Jikalau air matamu
lebih berharga dari sebuah kehidupan, maka sungguh cinta bertakhta di atas
segala.
“Menghitung
mundur usiamu bersamaku, yang ringkas dan lekas. Sepagi ini kau pergi, sehijau
ini kau layu. Sudah tiga bulan April aku mengunjungimu, menengok ke belekang
hari-hari lalu, sepi kupetik sunyi untuk diri sendiri,” kata pemuda itu dalam
hati setelah menaburkan bunga mawar.
Dengan
langkah lemah, dengan suara bergetar pemuda yang berusia dua puluh empat bulan
Januari itu mendekati ibunya kemudian berbisik, “Ibu aku ingin sendiri di
tempat ini, aku ingin berkasih dengan kekasihku, merayakan ulang tahunnya yang
ke dua puluh tiga bulan April. Sudah lama tak bersua, sejak aku merantau sudah
tiga bulan April rindu menolak bertemu. Aku dengannya akan berkisah tentang
kasih, tentang merindu dendam yang sudah lama tertahankan dan terasinfkan,
dipisahkan oleh jarak yang merentang, juga oleh waktu yang terkutuk busuk.”
Ibunya
tak menjawab, hanya cucuran air mata yang tak dapat dijelaskan dengan
kata-kata. “Ibu tak usahlah menangis, hanya sepanjang usia matahari yang
berkembang saja. Sebelum matahari kuncup terbenam dan mewariskan kemilau
cahayanya pada rembulan, jemputlah aku di tempat ini,” ujarnya lagi.
Ibunya
hanya menganggukkan kepala. Tangannya sibuk menyeka air mata yang jatuh
melintasi pipinya.
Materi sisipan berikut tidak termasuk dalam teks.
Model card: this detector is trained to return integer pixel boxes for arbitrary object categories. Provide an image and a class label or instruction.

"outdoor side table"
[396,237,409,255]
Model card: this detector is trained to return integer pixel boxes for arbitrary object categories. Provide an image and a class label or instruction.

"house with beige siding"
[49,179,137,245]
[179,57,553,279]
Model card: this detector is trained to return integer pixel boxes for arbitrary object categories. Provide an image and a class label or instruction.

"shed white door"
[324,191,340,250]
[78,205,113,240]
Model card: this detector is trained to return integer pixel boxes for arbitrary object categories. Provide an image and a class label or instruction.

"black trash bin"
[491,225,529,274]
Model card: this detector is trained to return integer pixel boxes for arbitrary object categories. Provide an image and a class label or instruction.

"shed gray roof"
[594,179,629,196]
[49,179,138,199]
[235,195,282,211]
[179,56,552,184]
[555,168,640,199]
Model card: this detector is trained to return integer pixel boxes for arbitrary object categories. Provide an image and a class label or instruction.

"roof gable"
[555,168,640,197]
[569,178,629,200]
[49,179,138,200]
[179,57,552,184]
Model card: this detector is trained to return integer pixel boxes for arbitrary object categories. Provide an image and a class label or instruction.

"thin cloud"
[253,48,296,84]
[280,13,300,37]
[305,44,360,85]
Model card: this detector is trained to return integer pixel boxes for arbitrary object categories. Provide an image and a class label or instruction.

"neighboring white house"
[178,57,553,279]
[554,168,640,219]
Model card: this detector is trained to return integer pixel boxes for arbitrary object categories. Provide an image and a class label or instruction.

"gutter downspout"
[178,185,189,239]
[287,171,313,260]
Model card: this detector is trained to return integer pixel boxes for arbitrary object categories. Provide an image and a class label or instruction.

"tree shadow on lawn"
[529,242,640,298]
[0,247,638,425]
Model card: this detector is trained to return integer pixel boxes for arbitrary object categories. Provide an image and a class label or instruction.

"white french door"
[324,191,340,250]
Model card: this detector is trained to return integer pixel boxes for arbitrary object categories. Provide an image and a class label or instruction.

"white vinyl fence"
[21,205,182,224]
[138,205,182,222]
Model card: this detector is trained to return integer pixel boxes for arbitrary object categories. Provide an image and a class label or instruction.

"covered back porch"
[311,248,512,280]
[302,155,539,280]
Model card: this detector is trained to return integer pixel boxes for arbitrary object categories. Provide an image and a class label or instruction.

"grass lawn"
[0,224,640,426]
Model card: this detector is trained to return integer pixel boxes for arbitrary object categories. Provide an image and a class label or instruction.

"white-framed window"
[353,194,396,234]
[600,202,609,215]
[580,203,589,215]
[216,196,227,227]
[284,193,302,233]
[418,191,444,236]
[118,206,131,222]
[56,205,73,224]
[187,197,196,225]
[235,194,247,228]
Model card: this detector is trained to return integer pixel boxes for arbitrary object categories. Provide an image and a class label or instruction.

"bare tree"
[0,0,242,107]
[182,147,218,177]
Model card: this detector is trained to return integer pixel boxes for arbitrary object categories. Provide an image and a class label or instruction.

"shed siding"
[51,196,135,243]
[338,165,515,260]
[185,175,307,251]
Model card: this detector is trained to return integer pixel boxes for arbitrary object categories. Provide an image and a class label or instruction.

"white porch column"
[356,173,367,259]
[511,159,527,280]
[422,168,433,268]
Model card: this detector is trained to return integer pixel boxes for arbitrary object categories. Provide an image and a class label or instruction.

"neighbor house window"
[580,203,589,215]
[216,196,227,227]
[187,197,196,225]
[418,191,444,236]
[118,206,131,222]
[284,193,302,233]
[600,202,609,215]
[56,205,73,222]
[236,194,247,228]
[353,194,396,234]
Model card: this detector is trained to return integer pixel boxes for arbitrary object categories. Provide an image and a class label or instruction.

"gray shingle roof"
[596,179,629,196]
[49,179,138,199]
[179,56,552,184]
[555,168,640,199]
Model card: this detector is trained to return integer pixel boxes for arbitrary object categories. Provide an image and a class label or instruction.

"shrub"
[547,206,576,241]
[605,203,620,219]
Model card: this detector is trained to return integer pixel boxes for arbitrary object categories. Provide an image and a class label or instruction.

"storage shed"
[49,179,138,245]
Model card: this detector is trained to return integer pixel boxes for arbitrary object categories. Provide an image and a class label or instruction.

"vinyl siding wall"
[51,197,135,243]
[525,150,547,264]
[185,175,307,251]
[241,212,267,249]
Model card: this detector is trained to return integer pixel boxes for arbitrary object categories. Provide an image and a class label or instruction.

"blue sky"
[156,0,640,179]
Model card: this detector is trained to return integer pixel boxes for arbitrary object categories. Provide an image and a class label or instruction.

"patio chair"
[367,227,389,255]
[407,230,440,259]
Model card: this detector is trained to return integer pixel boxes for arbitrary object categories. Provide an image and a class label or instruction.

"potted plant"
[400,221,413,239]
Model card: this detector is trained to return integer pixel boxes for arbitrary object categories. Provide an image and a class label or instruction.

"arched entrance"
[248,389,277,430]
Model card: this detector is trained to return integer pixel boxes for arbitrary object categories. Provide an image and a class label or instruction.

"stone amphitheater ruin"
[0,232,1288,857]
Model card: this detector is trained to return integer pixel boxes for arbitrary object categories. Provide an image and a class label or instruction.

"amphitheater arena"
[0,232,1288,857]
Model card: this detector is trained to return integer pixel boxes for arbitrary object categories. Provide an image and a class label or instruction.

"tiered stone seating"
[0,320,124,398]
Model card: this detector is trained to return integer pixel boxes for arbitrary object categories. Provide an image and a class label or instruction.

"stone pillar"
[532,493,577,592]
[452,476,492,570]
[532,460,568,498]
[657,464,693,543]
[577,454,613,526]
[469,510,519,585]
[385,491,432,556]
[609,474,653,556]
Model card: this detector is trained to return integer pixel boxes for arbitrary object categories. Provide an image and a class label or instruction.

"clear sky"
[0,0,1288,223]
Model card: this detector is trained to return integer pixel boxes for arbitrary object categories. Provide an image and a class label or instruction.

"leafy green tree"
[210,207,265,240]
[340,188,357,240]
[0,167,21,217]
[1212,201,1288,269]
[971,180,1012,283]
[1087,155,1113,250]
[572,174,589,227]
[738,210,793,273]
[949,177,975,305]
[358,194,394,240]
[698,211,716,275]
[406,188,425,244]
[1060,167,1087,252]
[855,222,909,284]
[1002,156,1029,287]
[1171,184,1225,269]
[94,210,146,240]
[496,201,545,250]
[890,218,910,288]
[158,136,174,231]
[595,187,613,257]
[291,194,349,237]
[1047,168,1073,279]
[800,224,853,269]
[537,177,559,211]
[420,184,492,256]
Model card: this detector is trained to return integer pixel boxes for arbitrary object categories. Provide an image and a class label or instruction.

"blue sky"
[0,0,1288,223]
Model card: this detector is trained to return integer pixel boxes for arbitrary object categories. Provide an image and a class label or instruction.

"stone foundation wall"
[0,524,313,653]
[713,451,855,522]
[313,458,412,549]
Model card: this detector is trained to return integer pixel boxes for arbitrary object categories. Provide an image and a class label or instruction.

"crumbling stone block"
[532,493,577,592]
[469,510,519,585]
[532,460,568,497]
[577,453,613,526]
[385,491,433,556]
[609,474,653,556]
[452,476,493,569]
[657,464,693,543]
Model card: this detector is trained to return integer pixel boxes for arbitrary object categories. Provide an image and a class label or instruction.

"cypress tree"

Kemudian suaminya yang berdiri di sampingnya menjemput
tangannya, membimbingnya pergi meninggalkan anaknya berkasih dengan sunyi,
menjemput mimpi-mimpinya yang tidur dalam kubur, menghidupkan kembali
pengharapan cita cintanya yang direnggut maut. Di hari esok yang liar dan yang
samar akankah segalanya lirih berperih dalam kabar.
Sepanjang
jalan pulang perempuan itu tidak berhenti menangis. Air matanya jatuh
mengiringi langkah kakinya. Bahkan, air matanya tidak pernah habis, barangkali
matanya adalah laut yang tak pernah surut. Yang lebih menyedihkan perempuan itu
menangisi anak kesayangannya itu setiap waktu. Sebab, anaknya adalah
satu-satunya pemberian dari Tuhan setelah menikah dengan suaminya. Karena
satu-satunya, perempuan itu sangat menyayanginya, bahkan cintanya melebihi
cinta kepada dirinya sendiri.
Air
mata yang menghujani hari-harinya bermula semenjak anaknya pulang dari Jakarta
dan mendapati tunangannya telah tiada. Selepas itu juga jiwanya terguncang,
persaannya tercabik-cabik, hari-harinya terkoyak-moyak, masa depannya telah
direnggut. Betapa tidak, tiga tahun anaknya membanting kartu nasibnya di Ibu
Kota guna mencari penghasilan untuk menikahi gadis pujaannya. Ternyata takdir
berkata lain, tunangannya meninggal lantaran gantung diri di kamarnya.
Sebab-musababnya
ialah orang tua si gadis yang tidak setuju anaknya menikah dengan seorang
penyair. Apa yang bisa didapatkan dalam menegakkan rumah tangga bila
bersuamikan seorang penyair yang kepandainnya hanya merangkai kata. Betapa
banyak di alam mayapada ini para penyair yang hidupnya kelaparan sebelum
akhirnya malaikat penyabut nyawa merenggut hari-harinya yang sengsara.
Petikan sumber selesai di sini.